Eighth Grade to screen for actual eighth graders, for free
Bo Burnham’s Eighth Grade has quickly proven itself to be one of our favorite teen movies in years, a sympathetic, thoughtful, funny, painful examination of life at a time when every crisis doesn’t just feel huge; it is huge, no matter what the adults in your life might think. It’s also, as a consequence of its R rating—because it uses the teenage-mind-corrupting word “fuck” a whopping five times, and acknowledges the existence of sex—a movie that the kids it’s about won’t be able to see without bringing a parent along. That’s a huge bummer, and one that the film’s distributors at A24 are now trying to correct, organizing a series of free, no-ratings-enforced screenings of the film around the country on August 8.

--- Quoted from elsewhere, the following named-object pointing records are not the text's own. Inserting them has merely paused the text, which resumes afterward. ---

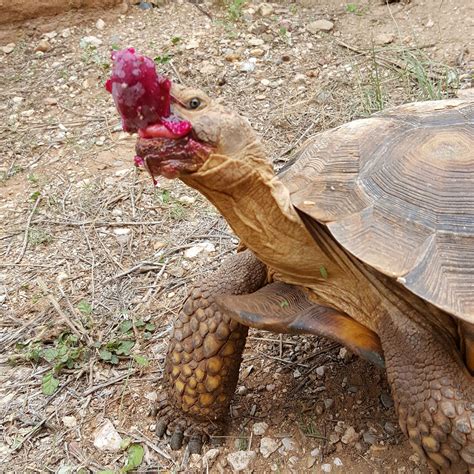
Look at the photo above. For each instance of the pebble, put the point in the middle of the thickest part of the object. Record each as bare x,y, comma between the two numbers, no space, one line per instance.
350,436
386,399
320,371
8,48
319,25
260,428
209,458
328,403
43,46
100,24
240,460
90,41
265,9
384,38
69,421
369,438
268,446
249,65
288,444
106,438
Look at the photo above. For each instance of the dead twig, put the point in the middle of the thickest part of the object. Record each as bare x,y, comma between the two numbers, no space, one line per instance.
27,230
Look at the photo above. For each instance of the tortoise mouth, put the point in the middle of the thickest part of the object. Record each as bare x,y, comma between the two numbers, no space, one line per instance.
169,156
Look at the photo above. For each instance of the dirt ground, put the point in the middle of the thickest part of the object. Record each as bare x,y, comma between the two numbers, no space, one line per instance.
95,261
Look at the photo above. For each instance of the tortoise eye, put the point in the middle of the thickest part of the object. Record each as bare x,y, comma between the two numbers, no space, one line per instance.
194,103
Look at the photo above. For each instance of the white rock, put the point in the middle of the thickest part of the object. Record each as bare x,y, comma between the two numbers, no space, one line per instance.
259,429
209,458
240,460
195,250
192,44
69,421
350,436
106,438
384,38
90,41
8,48
268,446
320,371
265,9
319,25
249,65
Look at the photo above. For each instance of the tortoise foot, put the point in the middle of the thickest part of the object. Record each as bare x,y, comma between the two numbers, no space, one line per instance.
204,356
184,429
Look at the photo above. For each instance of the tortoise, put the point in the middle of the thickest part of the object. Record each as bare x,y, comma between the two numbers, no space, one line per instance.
366,238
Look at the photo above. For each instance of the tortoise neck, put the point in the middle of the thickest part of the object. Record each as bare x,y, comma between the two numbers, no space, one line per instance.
257,206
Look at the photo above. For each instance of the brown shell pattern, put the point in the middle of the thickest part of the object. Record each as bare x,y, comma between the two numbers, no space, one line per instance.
397,191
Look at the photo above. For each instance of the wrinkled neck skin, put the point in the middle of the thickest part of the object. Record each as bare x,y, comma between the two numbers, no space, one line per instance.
257,206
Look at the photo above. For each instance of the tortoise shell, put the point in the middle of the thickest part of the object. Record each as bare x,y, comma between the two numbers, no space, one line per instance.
397,191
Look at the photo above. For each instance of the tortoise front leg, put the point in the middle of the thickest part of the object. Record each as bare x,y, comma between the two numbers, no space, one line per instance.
433,391
204,355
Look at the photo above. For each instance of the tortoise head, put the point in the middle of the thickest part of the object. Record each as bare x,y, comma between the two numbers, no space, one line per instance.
216,130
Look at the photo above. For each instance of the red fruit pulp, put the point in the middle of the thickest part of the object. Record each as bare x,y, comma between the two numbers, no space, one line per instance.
142,96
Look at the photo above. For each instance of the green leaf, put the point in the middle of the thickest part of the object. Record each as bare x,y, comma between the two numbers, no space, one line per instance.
49,354
135,457
142,361
84,307
125,326
150,327
323,272
125,347
49,384
104,354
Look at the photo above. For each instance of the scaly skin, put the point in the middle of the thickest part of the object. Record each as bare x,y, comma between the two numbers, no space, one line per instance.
204,355
433,392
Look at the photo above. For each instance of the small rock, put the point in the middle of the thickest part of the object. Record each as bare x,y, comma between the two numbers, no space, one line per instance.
298,80
384,38
257,52
100,24
69,421
328,403
387,400
259,429
208,459
43,46
268,446
289,444
265,9
319,25
249,65
106,438
350,436
90,41
8,48
320,371
315,452
240,460
369,438
390,428
50,101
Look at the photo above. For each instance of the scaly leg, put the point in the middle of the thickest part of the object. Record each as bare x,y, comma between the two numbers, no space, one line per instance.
433,391
204,355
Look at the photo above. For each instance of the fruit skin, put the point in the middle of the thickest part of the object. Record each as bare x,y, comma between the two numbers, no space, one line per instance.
141,96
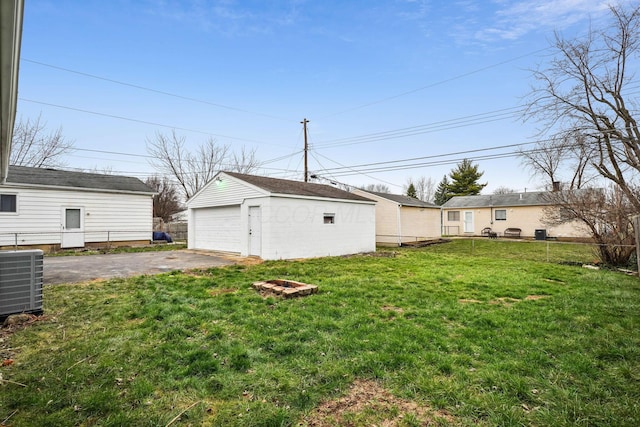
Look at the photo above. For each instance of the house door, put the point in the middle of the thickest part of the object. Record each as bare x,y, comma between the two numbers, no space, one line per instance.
255,231
72,228
468,222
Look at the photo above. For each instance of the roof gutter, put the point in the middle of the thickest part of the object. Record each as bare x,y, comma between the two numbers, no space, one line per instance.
11,13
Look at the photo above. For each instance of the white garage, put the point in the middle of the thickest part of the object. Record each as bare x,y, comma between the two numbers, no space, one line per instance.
279,219
219,227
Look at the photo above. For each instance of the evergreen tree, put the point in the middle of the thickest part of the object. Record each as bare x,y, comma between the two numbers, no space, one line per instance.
442,192
464,179
411,191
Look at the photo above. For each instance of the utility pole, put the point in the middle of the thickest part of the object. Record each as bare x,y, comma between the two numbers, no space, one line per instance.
306,150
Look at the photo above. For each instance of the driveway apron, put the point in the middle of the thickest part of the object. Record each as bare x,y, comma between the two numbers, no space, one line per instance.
74,269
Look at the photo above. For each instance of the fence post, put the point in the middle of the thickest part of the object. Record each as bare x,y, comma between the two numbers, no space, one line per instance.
547,251
636,228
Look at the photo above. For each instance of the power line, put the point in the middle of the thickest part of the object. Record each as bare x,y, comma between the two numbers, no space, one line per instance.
481,118
148,89
387,162
113,116
441,82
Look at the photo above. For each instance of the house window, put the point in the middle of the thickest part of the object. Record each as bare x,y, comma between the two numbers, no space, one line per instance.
453,216
8,203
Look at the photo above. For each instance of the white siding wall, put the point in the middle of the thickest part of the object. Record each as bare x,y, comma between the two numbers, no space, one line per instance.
527,218
419,223
228,191
294,228
119,217
415,223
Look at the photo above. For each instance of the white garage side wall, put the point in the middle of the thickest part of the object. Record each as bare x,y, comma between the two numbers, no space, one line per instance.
218,228
294,228
228,191
107,216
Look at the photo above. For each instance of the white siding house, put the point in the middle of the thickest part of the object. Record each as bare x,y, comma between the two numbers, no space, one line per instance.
402,219
279,219
54,208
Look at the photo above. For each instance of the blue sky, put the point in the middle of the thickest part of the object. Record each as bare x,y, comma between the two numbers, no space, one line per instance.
379,81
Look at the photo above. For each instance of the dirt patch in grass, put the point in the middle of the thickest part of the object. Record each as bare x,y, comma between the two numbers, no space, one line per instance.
507,301
11,325
535,297
368,404
392,308
215,292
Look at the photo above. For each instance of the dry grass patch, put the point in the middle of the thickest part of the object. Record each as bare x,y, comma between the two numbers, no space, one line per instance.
368,404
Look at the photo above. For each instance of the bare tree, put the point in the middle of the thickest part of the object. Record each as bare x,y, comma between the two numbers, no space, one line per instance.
192,170
504,190
425,188
32,145
607,213
569,152
588,89
167,202
378,188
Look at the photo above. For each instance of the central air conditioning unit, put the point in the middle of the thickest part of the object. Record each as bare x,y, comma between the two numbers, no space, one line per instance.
21,275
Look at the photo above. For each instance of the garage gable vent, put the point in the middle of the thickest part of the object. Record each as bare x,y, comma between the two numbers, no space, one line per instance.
21,275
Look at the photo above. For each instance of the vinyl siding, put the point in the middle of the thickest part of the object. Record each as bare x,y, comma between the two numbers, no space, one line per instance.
527,218
229,191
415,223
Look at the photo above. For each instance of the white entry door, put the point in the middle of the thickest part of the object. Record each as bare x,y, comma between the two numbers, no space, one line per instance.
468,222
72,228
255,231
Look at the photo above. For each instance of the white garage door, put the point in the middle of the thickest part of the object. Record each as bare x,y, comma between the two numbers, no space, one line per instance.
217,228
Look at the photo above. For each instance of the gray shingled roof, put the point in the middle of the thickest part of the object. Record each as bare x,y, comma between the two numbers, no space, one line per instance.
403,200
60,178
535,198
299,188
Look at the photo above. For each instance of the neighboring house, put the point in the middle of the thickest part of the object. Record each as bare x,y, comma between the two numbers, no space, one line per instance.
11,14
279,219
402,219
63,209
469,215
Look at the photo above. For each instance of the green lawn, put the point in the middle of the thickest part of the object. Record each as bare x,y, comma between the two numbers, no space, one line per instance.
442,335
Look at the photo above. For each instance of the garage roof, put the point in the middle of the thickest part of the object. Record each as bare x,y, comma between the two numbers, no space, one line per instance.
533,198
403,200
299,188
83,180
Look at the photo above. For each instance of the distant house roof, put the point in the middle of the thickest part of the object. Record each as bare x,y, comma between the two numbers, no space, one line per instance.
403,200
68,179
536,198
299,188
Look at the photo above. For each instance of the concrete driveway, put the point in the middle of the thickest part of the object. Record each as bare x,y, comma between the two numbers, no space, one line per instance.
74,269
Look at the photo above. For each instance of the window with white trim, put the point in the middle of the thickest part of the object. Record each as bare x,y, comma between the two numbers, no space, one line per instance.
8,203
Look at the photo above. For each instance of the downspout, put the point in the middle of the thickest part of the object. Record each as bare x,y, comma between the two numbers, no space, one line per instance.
399,225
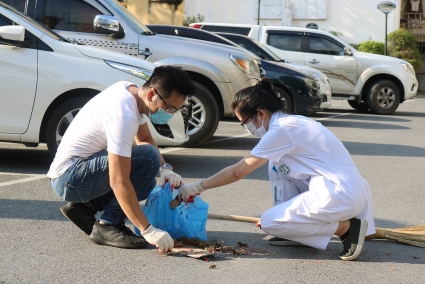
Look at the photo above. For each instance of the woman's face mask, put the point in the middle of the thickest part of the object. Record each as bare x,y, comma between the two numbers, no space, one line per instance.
160,117
256,132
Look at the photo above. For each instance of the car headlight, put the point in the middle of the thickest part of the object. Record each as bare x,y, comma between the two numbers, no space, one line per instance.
409,68
246,64
321,77
144,74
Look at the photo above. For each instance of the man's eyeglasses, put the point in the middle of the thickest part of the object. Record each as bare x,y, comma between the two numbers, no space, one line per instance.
170,109
243,122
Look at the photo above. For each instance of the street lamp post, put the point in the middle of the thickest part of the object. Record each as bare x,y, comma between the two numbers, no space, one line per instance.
386,7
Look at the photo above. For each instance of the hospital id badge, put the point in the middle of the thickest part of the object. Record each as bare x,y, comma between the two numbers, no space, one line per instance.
277,192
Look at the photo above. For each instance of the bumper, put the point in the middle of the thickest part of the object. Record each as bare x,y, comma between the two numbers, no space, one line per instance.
410,87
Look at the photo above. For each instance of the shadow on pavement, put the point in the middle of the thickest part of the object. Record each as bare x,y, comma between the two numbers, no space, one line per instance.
391,150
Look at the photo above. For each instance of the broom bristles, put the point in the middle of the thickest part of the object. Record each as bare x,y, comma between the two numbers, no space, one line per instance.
414,235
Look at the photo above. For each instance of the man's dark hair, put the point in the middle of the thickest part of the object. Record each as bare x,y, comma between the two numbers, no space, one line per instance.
248,101
167,79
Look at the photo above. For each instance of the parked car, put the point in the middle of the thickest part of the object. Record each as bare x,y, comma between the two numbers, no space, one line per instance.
44,81
299,90
217,71
251,45
367,81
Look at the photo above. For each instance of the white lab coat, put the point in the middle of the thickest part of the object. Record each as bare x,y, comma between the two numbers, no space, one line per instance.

Unsurprisingly, though, the move has already brought the fuck-averse moral guardians out in force. The champion-level pearl-clutchers at the Parents Television Council decrying the charitable move as an attempt to undermine the all-powerful authority of the MPAA, regardless of how good Burnham’s movie is, or how much life-giving empathy it encourages.

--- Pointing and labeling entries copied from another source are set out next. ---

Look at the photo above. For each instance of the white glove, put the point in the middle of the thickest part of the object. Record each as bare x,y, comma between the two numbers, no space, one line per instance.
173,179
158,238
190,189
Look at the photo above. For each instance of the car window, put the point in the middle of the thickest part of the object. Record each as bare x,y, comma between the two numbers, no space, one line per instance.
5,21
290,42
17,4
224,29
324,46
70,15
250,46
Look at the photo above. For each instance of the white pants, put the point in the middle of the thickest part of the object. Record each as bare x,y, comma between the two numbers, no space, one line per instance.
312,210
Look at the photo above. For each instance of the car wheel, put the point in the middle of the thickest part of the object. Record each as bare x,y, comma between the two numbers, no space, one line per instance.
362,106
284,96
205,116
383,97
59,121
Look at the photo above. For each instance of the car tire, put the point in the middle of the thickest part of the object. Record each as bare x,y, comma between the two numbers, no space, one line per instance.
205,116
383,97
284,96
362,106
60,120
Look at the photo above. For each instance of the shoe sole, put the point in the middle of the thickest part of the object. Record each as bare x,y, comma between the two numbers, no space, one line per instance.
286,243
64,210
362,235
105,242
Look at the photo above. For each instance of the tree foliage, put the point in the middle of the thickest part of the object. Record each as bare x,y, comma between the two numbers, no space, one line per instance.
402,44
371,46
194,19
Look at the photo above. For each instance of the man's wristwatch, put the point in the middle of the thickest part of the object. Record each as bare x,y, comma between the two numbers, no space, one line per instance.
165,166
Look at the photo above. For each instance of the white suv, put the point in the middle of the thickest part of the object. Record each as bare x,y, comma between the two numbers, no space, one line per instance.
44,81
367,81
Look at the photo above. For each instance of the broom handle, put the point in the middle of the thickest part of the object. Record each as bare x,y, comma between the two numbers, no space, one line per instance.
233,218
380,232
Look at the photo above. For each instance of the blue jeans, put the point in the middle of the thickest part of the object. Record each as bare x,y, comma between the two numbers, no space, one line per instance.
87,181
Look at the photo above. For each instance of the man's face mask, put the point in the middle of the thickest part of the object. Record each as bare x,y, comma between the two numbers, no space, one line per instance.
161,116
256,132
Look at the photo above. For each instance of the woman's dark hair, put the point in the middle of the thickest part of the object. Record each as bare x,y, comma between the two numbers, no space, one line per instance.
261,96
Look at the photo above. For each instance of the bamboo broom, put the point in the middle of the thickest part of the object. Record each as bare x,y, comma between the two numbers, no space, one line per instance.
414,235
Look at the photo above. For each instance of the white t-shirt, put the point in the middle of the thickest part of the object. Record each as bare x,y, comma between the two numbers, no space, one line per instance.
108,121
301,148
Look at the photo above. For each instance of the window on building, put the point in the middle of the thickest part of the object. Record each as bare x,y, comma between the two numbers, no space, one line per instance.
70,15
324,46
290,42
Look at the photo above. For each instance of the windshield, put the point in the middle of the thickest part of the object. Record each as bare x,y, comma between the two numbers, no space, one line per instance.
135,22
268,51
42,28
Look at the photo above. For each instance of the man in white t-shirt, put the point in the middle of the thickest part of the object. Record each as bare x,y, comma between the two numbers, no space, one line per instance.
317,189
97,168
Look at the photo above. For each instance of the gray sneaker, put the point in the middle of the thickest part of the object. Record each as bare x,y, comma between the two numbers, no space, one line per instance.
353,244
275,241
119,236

“Subjective declarations such as this one,” the PTC said in a statement today, “That some content is ‘too important’ to be labeled in accordance with the standards set forth by the MPAA and understood, trusted and relied upon by parents, undermine and negate the entire purpose of having the content rating system in the first place.” Picking up steam they add, “In this instance, and based upon empirical data of this film’s content”—i.e., the five-fucks issue—“the Hollywood studio at issue here is grotesquely and irresponsibly usurping parental authority. Either the standard means something or it means nothing.” And while we’re kind of surprised that the PTC would pivot there at the end in order to agree with the rest of us that the MPAA’s jury-rigged, subjective, easily manipulated standards functionally mean nothing, it’s nice to have their surprise support on this issue.
Anyway, you can find your closest free screening of Eighth Grade here. That being said, tickets are first-come-first-serve, so maybe leave a little room for the teens on this one, huh?